Hey all,
I am running ESXi 4.1 on an Intel server and I get PSOD's whenever I perform certain disk operations. It seems to happen when I partition a disk or once in a while when writing to disk.
It happens on thin or thick provisioned disks
It ONLY happens with LSI Parallel config, not LSI SAS.
I have attached the purple screen I get. It sucks that a Linux guests disk operation can crash an entire ESXi host with 15 guests on it. The guest disk operations SHOULD be irrelevant to the host.
Any help would be appreciated.
Thanks
-J
Just got 2 of the ARC-1882ix-16 with 2gb cache memory and the battery option this morning. In the process of migrating VM's off one of my hosts and will start the process of installing the new card and esxi 5, for the 100 billionth time lol.
Here are some of my findings, and a recap. When I had the adaptec 51245 firmware 18937 in place it was very difficult to manage and the logs were pretty hard for me to read due to the date not being appended to events. The array would randomly rebuild and it would cause the server to crash due to disk latency when the rebuild would occur. I was able to install windows and export a support bundle. I sent it to adaptec but because I am out of warranty they couldn't tell me anything. Maybe if I spent more time with it I could have figured out the problem, but I didn't.
So, I replaced it with an ARC-1882ix-16 with 2 GB cache and a battery module. I built the array and installed ESXi 5. I had to use ESXi-Customizer, an extremely easy to use and very handy utility, to insert the driver into the ESXi install cd. It ran idle over the first night and when I came in the next day I heard an alarm. To my surprise I saw the array was degraded and it showed me what drive had failed!
Why couldn't the adaptec controller do its job and show me what drive had failed instead of simply rebuilding the array and failing again and again?
I replaced the drive and everything has been pretty stable since.
I'm still testing the stability of the areca and its ability to not corrupt data. I started to storage vMotion a powered off VM between local and remote iSCSI storage using md5sum in between moves. The first move was successful.
7702b3e875d04326e7fb5a96555138a1 Test1-flat.vmdk
7702b3e875d04326e7fb5a96555138a1 Test1-flat.vmdk
I imported an OVF which was an HP P4000 VSA 9.5. When I booted it the linux OS detected storage corruption and would not fully boot. Is this a coincidence? I deleted it and reimported it and everything appears to be ok.

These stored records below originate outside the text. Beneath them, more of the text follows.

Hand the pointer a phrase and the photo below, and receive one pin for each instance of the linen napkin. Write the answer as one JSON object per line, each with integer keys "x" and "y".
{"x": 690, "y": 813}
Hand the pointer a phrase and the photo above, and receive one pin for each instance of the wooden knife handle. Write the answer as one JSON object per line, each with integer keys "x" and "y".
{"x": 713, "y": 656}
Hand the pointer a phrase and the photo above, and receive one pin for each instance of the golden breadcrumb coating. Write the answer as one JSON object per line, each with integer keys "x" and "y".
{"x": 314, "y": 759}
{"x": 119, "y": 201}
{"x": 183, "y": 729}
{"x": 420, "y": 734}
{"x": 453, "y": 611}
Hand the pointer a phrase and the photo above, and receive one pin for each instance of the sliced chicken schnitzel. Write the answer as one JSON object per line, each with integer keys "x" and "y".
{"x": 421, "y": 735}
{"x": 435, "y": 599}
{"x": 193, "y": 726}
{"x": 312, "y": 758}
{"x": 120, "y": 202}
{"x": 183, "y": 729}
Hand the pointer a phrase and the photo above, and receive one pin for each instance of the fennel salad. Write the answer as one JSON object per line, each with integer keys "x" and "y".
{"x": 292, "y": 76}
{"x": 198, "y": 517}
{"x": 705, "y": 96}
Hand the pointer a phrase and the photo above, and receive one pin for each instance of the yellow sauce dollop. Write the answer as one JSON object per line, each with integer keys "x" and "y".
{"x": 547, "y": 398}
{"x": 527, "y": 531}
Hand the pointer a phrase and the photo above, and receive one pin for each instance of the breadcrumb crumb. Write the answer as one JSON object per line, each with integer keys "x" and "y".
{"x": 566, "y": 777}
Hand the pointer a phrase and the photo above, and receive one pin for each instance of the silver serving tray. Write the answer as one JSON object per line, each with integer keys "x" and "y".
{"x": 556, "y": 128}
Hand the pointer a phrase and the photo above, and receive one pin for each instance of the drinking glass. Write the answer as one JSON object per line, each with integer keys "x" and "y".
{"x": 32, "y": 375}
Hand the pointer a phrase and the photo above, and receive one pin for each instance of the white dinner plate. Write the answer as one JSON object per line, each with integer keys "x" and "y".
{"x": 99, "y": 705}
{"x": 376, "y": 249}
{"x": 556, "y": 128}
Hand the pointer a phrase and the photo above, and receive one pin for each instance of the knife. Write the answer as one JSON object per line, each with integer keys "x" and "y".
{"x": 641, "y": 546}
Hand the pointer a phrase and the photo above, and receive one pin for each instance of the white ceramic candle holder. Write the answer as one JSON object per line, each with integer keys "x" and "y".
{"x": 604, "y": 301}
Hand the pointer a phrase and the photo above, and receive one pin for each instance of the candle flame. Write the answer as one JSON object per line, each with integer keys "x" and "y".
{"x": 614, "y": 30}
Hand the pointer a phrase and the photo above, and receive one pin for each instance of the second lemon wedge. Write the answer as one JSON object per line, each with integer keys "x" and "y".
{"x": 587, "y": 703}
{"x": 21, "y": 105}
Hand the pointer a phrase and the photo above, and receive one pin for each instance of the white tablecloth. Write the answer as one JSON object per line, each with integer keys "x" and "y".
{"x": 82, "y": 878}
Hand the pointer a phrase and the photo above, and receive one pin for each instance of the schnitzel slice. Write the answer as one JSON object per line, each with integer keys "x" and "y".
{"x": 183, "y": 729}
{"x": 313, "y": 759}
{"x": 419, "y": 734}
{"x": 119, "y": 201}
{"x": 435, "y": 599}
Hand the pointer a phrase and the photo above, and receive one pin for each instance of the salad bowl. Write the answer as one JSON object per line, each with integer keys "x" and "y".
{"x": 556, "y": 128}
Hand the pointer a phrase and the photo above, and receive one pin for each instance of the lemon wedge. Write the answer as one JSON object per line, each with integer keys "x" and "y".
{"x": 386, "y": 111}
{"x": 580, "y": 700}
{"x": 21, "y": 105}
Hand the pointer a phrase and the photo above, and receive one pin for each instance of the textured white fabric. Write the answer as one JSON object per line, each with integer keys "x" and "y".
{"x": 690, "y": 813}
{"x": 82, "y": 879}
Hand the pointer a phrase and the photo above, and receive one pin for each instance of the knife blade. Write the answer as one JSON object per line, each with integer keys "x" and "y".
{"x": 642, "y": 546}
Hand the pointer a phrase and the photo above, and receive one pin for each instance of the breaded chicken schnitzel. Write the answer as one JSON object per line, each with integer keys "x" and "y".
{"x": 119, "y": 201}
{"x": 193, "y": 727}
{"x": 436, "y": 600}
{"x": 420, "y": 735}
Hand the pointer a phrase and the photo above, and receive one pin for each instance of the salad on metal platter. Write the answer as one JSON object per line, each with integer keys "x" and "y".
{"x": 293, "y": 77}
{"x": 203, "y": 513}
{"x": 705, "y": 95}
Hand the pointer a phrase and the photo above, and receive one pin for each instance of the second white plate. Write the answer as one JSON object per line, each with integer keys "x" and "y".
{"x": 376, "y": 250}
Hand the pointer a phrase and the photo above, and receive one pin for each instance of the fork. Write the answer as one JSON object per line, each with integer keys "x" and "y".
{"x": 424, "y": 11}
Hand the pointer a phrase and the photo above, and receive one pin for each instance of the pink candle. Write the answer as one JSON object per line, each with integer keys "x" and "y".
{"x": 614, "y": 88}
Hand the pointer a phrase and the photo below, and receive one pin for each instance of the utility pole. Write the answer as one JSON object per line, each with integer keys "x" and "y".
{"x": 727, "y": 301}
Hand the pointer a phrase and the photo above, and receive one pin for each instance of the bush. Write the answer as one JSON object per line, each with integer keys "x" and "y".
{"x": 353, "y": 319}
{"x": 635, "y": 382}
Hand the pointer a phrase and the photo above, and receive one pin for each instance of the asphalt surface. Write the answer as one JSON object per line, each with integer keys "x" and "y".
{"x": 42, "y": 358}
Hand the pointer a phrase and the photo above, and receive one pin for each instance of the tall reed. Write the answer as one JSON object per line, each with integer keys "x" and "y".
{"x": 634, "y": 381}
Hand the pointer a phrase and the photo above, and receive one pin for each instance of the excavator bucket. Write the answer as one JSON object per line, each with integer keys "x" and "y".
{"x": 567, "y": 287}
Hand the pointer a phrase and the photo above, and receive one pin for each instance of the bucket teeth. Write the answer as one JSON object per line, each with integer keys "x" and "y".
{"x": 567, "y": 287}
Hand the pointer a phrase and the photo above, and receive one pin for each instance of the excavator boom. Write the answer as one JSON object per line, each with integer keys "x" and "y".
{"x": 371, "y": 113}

I'm going to start another VM and load IOmeter on it and perform a storage vmotion of the other test VM and compare the md5 checksum value.
Thoughts anyone?
Thanks!
John
Well, I'm not sure what to do at this point.
The last copy and md5sum were different.
180bbf306867e5b7886e17159559d855 Test1-flat.vmdk (resides on test host) --->
352a0c3bd422345c0f39311ba7a65860 Test1-flat.vmdk (resides on areca host)
And I had a corrupted imported OVF VM.
The VM booted and I ran a check disk, the results are no problems were found. I am so very confused by these results.
|||||||||||||||||||||||||||||||||||||||||||||||||||||||||||||||
Checking file system on C:
The type of the file system is NTFS.
A disk check has been scheduled.
Windows will now check the disk.
CHKDSK is verifying files (stage 1 of 3)...
63488 file records processed.
File verification completed.
52 large file records processed.
0 bad file records processed.
0 EA records processed.
60 reparse records processed.
CHKDSK is verifying indexes (stage 2 of 3)...
92030 index entries processed.
Index verification completed.
0 unindexed files scanned.
0 unindexed files recovered.
CHKDSK is verifying security descriptors (stage 3 of 3)...
63488 file SDs/SIDs processed.
Cleaning up 103 unused index entries from index $SII of file 0x9.
Cleaning up 103 unused index entries from index $SDH of file 0x9.
Cleaning up 103 unused security descriptors.
Security descriptor verification completed.
14272 data files processed.
CHKDSK is verifying Usn Journal...
1235848 USN bytes processed.
Usn Journal verification completed.
Windows has checked the file system and found no problems.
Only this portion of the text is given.